Blue MauMau readers are more interested in the owning and running of hotels rather than investing in REITs, but writer Clark, who is long on several hotel REITs, does some number crunching along with a consideration of practicalities. These may be helpful to owners in doing their own analysis to see if his numbers add up and his scenarios make sense as they set up their own plans for 2013.
In this frenzy, only the hotel sector [among REITs] remains untouched as investors do not want day to day revenue which could disappear at the first sign of crisis. Consequently, it is undervalued while the rest of REITs are pricey. — Dane Clark, contributor, Seeking Alpha
Clark professes to be very bullish on hotel REITs, writing:
Going forward into 2013, I believe two catalysts will emerge that will vault the hotel sector to outrageous returns, improving fundamentals and fair market treatment.
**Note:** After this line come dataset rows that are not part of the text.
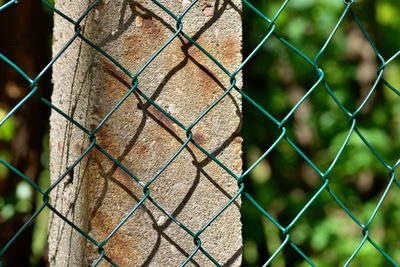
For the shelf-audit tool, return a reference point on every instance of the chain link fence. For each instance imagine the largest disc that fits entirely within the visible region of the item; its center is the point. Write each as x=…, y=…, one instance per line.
x=279, y=124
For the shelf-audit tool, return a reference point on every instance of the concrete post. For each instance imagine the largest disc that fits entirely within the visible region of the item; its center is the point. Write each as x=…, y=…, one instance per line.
x=98, y=194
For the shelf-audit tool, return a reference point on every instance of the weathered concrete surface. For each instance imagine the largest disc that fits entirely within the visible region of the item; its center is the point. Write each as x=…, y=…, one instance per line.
x=183, y=81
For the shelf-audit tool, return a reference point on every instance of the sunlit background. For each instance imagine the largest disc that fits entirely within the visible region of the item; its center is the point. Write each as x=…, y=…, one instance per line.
x=277, y=78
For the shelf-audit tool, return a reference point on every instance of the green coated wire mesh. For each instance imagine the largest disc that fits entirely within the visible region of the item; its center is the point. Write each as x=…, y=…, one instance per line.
x=279, y=124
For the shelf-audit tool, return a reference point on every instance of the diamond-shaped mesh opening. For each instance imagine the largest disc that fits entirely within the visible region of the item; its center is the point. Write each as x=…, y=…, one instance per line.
x=321, y=105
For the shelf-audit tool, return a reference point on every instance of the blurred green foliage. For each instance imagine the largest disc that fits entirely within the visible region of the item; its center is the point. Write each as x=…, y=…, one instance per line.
x=283, y=183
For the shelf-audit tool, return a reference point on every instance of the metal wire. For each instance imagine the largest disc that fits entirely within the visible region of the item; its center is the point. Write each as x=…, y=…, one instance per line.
x=231, y=76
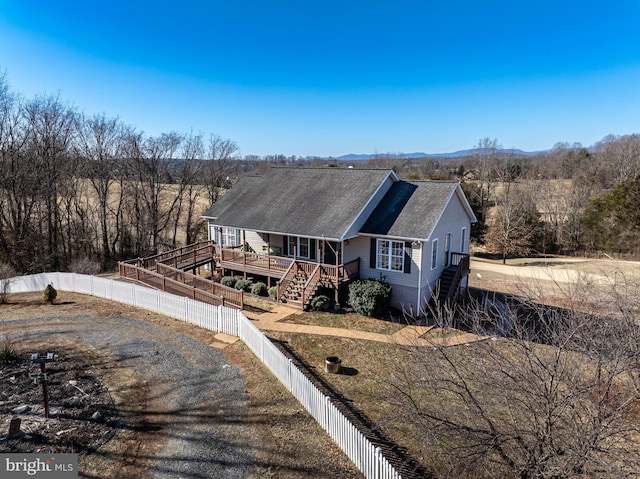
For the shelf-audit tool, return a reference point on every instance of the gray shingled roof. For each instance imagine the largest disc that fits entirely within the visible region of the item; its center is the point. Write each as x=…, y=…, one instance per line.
x=315, y=202
x=410, y=209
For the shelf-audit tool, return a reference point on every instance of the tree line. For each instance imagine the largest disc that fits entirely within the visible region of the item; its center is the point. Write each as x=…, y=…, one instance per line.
x=569, y=200
x=91, y=190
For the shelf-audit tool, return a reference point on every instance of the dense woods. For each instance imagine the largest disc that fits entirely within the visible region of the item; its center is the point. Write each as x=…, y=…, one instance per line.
x=80, y=191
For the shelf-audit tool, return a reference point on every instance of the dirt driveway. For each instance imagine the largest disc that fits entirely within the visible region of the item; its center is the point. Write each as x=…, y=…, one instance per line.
x=194, y=406
x=554, y=279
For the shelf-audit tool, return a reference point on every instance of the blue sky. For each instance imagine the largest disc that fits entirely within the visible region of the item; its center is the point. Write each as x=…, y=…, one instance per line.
x=336, y=77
Following a table of vital hotel statistics for 15 hospitality REITs and another of their FFO/ Total Revenue MRY expressed as a percentage, we read further that
The Hotel REIT average FFO/total revenue of 12.77% means that approximately $1 gets through to FFO from every $7.83 of revenue. Since the 5.1% increase from ADR is to revenue (not FFO) and virtually every dollar of it will get through, the increase to FFO will be closer to (5.1% X 7.83) or 39.94%. I don't even need to tell you how huge 39.94% FFO growth is.
Making such predictions is a slippery slope, and several caveats are issued along the way.